Generalisation of the notion of correlation for $\alpha$-stable distributions

Question

Pearson correlation is defined via variance and covariance, so will not work when applied to $\alpha$-stable distributions with $\alpha \neq 2$. Is there a way to generalise the notion of correlation to such distributions, e.g. by doing some form of renormalisation?

Example:

$$ \rho_{generalised}(X, Y) := \lim_{k \to \infty} \rho(X_k, Y_k) $$

where $X_k := \min(\max(X, -k), k)$ and $Y_k$ similarly.

Answer 1

I have found something that could be useful. An alternative to the traditional correlation for $\alpha$-stable distributions with $\alpha > 1$ is the signed symmetric covariation coefficient.

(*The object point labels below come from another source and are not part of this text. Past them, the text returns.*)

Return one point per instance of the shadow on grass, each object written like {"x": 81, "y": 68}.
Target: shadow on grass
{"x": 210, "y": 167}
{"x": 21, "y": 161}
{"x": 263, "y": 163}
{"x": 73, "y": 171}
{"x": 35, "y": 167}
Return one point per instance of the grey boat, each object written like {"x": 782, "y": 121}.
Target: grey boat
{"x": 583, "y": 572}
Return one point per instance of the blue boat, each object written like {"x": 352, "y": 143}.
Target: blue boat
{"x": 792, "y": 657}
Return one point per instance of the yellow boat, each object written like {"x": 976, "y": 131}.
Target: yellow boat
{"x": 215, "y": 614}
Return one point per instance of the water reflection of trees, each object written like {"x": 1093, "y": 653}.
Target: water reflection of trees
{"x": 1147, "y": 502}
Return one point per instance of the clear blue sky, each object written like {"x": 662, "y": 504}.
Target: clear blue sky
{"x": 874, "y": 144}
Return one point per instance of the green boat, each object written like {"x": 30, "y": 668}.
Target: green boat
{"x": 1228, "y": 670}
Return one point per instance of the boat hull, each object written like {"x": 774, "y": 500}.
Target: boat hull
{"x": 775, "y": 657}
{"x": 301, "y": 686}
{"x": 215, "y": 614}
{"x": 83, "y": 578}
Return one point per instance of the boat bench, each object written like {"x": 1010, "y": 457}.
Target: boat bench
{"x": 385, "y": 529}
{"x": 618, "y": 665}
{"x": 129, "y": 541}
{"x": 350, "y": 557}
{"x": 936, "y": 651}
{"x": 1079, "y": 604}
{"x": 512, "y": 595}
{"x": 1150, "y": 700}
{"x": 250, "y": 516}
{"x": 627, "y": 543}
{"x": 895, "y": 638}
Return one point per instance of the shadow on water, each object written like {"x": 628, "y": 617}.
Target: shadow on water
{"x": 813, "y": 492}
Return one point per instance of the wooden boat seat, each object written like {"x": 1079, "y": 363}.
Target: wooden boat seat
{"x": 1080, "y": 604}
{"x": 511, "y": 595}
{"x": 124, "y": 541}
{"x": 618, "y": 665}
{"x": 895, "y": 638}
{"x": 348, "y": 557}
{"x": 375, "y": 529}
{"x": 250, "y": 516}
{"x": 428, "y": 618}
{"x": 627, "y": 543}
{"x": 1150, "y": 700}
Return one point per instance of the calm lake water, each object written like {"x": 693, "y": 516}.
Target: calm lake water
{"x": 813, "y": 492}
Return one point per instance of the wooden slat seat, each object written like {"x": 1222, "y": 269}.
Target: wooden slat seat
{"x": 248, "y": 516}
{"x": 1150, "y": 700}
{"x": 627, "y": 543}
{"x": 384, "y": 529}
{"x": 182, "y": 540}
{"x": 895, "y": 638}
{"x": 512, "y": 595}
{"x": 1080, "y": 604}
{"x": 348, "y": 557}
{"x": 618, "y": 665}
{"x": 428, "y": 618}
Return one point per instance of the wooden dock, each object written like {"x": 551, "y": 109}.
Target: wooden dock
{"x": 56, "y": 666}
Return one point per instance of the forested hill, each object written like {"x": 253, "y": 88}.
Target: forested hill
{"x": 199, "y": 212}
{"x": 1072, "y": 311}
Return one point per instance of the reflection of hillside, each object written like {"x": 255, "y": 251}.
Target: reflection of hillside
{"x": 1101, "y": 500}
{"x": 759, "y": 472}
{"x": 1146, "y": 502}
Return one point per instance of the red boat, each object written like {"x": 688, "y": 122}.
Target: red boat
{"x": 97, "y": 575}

Definition. Let $(X_{1},X_{2})$ be a bivariate symmetric $\alpha$-stable random vector with $\alpha > 1$. The signed symmetric covariation coefficient between $X_{1}$ and $X_{2}$ is the quantity:

$$ scov(X_{1},X_{2}) = \kappa_{(X_{1},X_{2})} | \frac{[X_{1},X_{2}]_{\alpha}[X_{2},X_{1}]_{\alpha}}{|| X_{1}||_{\alpha}^{\alpha} || X_{2}||_{\alpha}^{\alpha}} |^{\frac{1}{2}}, $$

where

• $[X_{1},X_{2}]_{\alpha} = \int_{S_{2}} s_{1}s_{2}^{\langle\alpha -1\rangle} \mathbf{\Gamma}(d\mathbf{s})$, where $\mathbf{\Gamma}$ is the sprectral measure of the random vector $(X_{1},X_{2})$;

• $||X_{1}||_{\alpha} = ([X_{1},X_{1}]_{\alpha})^{\frac{1}{\alpha}}$;

• $ \kappa_{(X_{1},X_{2})} = sign([X_{1},X_{2}]_{\alpha}) \quad if\quad sign([X_{1},X_{2}]_{\alpha}) = sign([X_{2},X_{1}]_{\alpha})$;

• $ \kappa_{(X_{1},X_{2})} = - 1 \quad if\quad sign([X_{1},X_{2}]_{\alpha}) = - sign([X_{2},X_{1}]_{\alpha})$.

The following proposition shows that the signed symmetric covariation coefficient has desirable properties as does the ordinary correlation coefficient of a bivariate Gaussian random vector.

Proposition. Let $(X_{1},X_{2})$ be a bivariate symmetric $\alpha$-stable random vector with $\alpha > 1$. The signed symmetric covariation coefficient has the following properties:

1. $-1 \leq scov(X_{1},X_{2}) \leq 1$
2. if $X_{1},X_{2}$ are independent, then $scov(X_{1},X_{2}) = 0$;
3. $|scov(X_{1},X_{2})| = 1$ if and only if $X_{2} = \lambda X_{1}$ for some $\lambda \in \mathbb{R}, \, \lambda \neq 0$;
4. for $\alpha = 2$, $scov(X_{1},X_{2})$ coincides with the usual correlation coefficient.

For further details refer to: Estimation and comparison of signed symmetric covariation coefficient and generalized association parameter for alpha-stable dependence by Bernédy Kodia and Bernard Garel url: https://hal.archives-ouvertes.fr/hal-00951885/document

Answer 2

I found this idea in the book Gilchrist: "Statistical Modelling with Quantile Functions"; this are based on medians:

The comedian (don't laugh) of $X$ and $Y$ is defined by $$ \text{coMED}(X,Y) = M[(X-M(X))(Y-M(Y))] $$ where $M(X)$ is the median of $X$. Then one would have to standardize this by some measures of variability, that book gives MedAD as the sample median of the deviations $d_i$ from the median. How well that works for the stable distribution I do not know; you could investigate it by simulation.

Answer to additional question in the comments: "Do you think comedian is bilinear, like covariance?": First, the median itself satisfies $M(aX+b)=aM(X)+b$ (assuming that in the even $n$ case we use the mid-median, that is, taking the median of $X_1, X_2, X_3, X_4$ as $\frac{X_{(2)}+X_{(3)}}{2}$ where $X_{(i)}$ denotes the order statistics). This is because a linear transformation $ax+b$ of the data will not change the order ($a>0$) or will reverse the order ($a<0$). It is the last case which forces the use of the mid-median! But this is not enough to conclude that the median is linear, we would need that $M(X+Y)=M(X)+M(Y)$ and that is manifestly false. So without linearity of the median itself, bilinearity of the comedian is too much to ask. It cannot be true.